A canon fires a projectile at a speed of 100 m/s at angle of 20 degrees. (a) what is the radius of curvature of the projectile at its highest altitude? (b) What is the radius of curvature of the path .5 seconds after firing?

Homework Equations

Velocity vector = s'u_r

Acceleration vector = v' =
a_tu_t + a_nu_n

where,

a_t= v'= dv/dt

&

a_n= [v^(2)]/p

The Attempt at a Solution

Wrote out the given which was,

Vo = 100 m/s at an angle 20 degrees above the horizontal x⁺ axis

Vo_x= Vo*cos(20)

Vo_y= Vo*sin(20)

a_x = 0 = a_t = 0

a_y= g or -9.81 acting in the negative j direction.

(a) a_n = -9.81 ==> -9.81 = [v^2]/p ==> p = [100^2]/9.81 = 1019.37 meters

 

[BruceW]

hey! welcome to physicsforums :)

Uh, your answer for part a is almost right. But v is not 100m/s. Because 100m/s is the initial velocity. So what velocity does the object have when at the highest altitude?

 

[ajt49]

Thanks for the welcome and help!

Well at the highest altitude I guess the y component of the velocity is zero, so I would only have to calculate the x component of velocity. Therefore, a_n= [v^2]/p is actually

-9.81=[(100m/s*cos 20)^2]/p .. solve for row and p= 900.12 meters? Would I use the equations (V_osin theta)t and (V_ocos theta)t at time .5 seconds? the are vectors so I could find my speed by Pythagorean theorem.

 

[BruceW]

yes, I agree with your answer of 900.12m for part a. And for part b, yes, that sounds like a good plan. find the vector velocity at that time, and then you can find both a_n and |v|. (remember that a_n is not the total acceleration, but the acceleration in the direction perpendicular to the velocity).

 

[HalfLostAndSearching]

(b) t = .5 seconds

Vx = Vox = 100*cos(20) = 94.28 m/s

Vy = Voy + at = 100*sin(20) - 9.81*.5 = -4.905 m/s

V= sqrt[94.28^2 + (-4.905)^2] = 94.3 m/s

an = [94.3^2]/p = -9.81 ==> p = [94.3^2]/(-9.81) = 899.6 meters

(a) The radius of curvature at the highest altitude would be equal to the radius of the circular path that the projectile is following at that point. This can be calculated using the formula for centripetal acceleration, which is given by an = v^2/r, where v is the velocity of the object and r is the radius of curvature. In this case, we can use the given value of an = -9.81 m/s^2 and the velocity of the projectile at its highest altitude, which is equal to the horizontal component of the initial velocity, Vx = 94.28 m/s. This gives us a radius of curvature of 954.2 meters.

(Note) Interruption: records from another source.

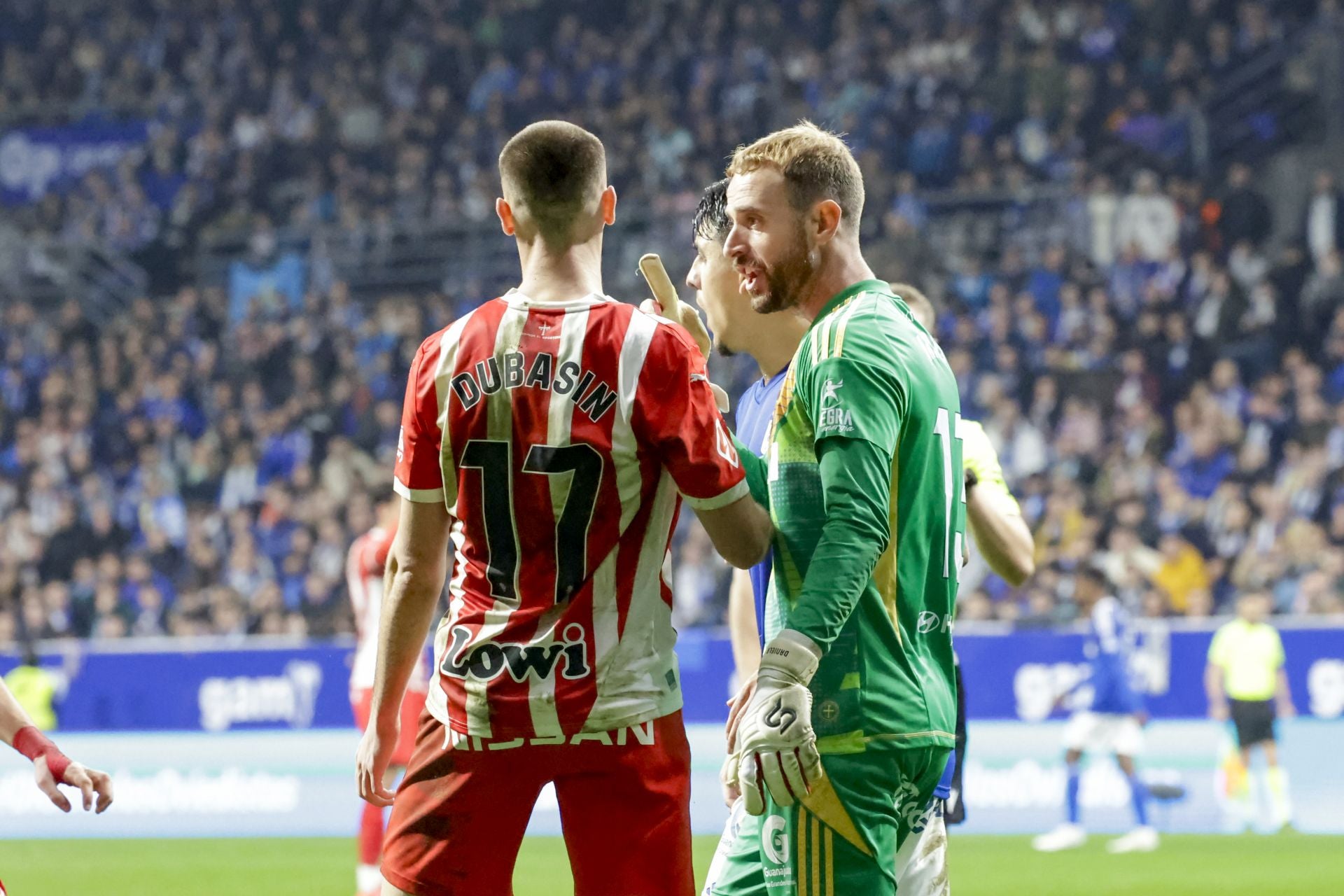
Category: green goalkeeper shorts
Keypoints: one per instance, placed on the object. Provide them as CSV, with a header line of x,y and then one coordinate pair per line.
x,y
843,841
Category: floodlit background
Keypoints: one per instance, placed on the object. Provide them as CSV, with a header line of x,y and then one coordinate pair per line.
x,y
225,227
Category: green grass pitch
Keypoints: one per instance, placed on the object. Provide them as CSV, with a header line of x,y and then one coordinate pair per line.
x,y
1250,865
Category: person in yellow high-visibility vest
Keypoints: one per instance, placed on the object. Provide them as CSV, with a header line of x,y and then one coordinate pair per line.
x,y
36,691
50,766
1246,682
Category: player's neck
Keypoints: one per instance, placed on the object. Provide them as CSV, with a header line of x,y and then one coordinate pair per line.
x,y
777,339
840,269
550,276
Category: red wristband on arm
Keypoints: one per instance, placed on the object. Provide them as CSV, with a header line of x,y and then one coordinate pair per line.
x,y
33,743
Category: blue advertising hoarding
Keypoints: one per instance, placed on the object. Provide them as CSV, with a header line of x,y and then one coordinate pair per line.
x,y
39,160
276,684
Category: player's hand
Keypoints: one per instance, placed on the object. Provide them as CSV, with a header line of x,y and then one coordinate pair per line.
x,y
371,761
729,780
736,708
776,741
687,316
690,318
89,780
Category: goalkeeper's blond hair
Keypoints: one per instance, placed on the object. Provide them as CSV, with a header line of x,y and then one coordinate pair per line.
x,y
816,164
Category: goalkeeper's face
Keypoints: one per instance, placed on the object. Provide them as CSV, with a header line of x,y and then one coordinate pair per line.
x,y
718,292
769,242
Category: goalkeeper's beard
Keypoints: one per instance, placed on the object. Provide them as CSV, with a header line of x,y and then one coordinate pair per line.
x,y
787,281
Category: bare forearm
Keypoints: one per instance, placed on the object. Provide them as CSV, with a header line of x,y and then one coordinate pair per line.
x,y
409,603
742,625
1002,535
13,718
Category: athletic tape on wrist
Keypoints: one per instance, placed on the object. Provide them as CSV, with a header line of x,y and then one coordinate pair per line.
x,y
33,745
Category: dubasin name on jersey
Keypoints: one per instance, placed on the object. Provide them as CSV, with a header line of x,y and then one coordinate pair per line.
x,y
568,379
488,660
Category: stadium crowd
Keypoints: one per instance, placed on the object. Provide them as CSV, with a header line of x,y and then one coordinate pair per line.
x,y
1164,382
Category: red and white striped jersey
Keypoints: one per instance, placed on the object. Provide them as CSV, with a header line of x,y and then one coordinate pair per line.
x,y
562,438
365,582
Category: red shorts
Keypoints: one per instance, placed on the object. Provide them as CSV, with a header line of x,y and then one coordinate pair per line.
x,y
625,811
413,704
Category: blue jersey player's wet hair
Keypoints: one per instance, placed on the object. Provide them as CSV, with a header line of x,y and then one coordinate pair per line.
x,y
711,216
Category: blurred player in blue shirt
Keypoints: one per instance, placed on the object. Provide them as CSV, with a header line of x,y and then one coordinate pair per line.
x,y
1113,720
771,340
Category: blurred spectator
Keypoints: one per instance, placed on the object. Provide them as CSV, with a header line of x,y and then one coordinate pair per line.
x,y
1324,226
1147,223
1245,216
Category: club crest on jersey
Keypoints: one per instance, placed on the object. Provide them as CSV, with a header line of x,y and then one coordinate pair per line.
x,y
488,660
512,371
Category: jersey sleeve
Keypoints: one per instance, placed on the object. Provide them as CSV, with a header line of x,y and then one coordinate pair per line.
x,y
857,405
676,418
420,476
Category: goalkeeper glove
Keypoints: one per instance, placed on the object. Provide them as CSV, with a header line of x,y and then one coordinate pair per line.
x,y
776,741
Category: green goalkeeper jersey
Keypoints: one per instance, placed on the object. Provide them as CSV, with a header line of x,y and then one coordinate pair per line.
x,y
864,484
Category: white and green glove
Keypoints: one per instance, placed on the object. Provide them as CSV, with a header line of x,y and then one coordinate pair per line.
x,y
776,741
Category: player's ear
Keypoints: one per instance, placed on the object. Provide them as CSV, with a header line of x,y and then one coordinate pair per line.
x,y
827,218
505,214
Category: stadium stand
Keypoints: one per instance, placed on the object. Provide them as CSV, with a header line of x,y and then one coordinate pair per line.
x,y
206,326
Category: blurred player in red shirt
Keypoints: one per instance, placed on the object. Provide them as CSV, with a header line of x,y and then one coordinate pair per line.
x,y
365,566
550,437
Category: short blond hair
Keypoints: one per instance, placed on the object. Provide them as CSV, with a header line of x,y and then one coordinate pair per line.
x,y
816,164
918,304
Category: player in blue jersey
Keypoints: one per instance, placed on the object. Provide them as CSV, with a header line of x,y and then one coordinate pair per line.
x,y
771,340
1002,536
1113,722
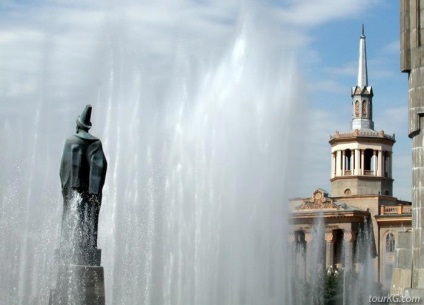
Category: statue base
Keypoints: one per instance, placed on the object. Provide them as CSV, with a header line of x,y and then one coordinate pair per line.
x,y
80,278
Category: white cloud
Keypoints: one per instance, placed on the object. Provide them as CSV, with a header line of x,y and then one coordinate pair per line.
x,y
309,13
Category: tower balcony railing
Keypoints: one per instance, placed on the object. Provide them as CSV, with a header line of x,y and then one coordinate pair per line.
x,y
357,132
395,209
368,173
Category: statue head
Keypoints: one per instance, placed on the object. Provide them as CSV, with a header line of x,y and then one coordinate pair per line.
x,y
83,120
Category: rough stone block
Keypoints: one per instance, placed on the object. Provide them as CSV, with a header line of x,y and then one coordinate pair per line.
x,y
79,285
401,279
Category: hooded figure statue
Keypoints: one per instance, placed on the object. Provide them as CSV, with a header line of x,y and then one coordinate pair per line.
x,y
82,174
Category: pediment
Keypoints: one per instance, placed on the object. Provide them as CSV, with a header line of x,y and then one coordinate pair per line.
x,y
319,200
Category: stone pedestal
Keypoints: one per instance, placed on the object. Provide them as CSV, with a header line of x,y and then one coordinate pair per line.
x,y
402,271
78,283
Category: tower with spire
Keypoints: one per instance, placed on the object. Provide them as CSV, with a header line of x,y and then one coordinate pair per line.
x,y
361,159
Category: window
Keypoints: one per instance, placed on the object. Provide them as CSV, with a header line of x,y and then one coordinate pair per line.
x,y
364,109
356,109
390,243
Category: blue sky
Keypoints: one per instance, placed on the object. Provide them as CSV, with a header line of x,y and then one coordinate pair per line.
x,y
55,50
331,70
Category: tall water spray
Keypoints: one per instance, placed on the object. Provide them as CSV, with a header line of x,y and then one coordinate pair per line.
x,y
198,140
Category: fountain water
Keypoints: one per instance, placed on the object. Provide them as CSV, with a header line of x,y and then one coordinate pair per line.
x,y
194,208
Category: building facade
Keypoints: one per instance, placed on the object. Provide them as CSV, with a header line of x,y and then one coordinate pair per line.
x,y
361,209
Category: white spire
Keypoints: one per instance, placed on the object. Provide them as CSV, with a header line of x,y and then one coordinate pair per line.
x,y
362,93
362,69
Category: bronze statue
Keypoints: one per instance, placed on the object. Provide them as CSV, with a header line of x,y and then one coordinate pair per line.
x,y
82,174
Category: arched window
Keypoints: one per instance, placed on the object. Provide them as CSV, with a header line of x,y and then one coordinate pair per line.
x,y
369,161
364,109
356,109
300,241
348,161
390,243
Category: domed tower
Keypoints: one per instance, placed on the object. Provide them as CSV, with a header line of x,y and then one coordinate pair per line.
x,y
361,159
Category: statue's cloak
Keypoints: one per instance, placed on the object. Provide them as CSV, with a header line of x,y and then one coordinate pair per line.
x,y
83,167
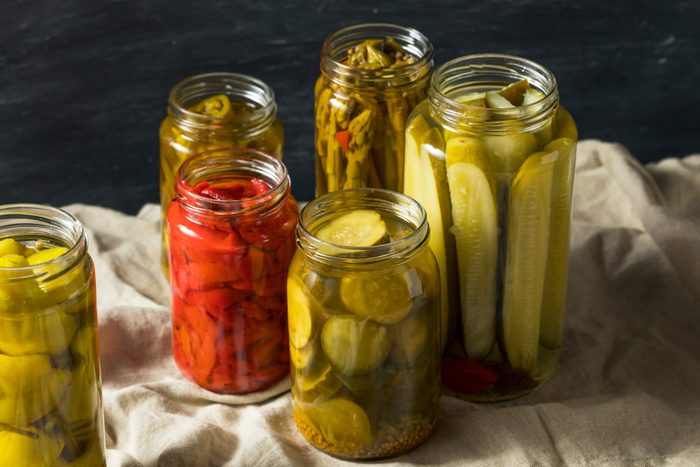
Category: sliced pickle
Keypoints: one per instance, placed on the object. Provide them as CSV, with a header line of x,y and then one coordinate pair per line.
x,y
354,345
554,298
510,151
415,130
409,340
526,260
427,193
301,357
515,92
29,447
29,388
298,314
566,127
382,297
361,227
340,421
476,233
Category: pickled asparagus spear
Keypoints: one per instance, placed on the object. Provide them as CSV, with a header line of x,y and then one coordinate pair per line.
x,y
476,233
554,298
526,260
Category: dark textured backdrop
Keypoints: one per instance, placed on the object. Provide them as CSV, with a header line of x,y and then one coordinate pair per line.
x,y
83,84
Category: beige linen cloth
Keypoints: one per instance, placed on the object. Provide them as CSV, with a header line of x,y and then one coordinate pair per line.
x,y
626,392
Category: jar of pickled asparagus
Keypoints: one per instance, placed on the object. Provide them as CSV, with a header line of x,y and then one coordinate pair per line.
x,y
372,76
214,110
50,393
363,325
231,241
490,156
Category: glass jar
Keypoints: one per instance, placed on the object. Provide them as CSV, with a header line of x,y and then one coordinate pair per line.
x,y
50,392
490,157
364,330
214,110
361,105
231,241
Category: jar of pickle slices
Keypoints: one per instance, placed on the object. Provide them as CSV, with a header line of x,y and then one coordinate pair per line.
x,y
50,393
214,110
363,325
490,155
231,241
372,76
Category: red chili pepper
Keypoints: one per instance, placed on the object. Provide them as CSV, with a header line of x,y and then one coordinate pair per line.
x,y
343,138
467,376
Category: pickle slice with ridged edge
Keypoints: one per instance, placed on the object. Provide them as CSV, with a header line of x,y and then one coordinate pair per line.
x,y
358,228
385,298
340,421
476,232
354,345
298,314
526,260
554,298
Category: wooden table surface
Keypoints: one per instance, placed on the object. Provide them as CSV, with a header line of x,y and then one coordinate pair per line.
x,y
83,84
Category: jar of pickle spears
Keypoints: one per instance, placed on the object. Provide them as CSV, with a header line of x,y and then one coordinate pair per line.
x,y
50,393
214,110
372,76
490,156
231,241
363,325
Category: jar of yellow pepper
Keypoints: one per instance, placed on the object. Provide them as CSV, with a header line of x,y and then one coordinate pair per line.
x,y
211,111
50,396
372,76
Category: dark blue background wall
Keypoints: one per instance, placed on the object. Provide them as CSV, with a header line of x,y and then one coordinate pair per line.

(b) To calculate the radius of curvature at t = 0.5 seconds, we can use the same formula an = v^2/r, but this time we need to use the total velocity of the projectile, which is equal to 94.3 m/s. This gives us a radius of curvature of 899.6 meters. This is slightly smaller than the radius of curvature at the highest altitude, which makes sense since the projectile is accelerating downwards due to gravity.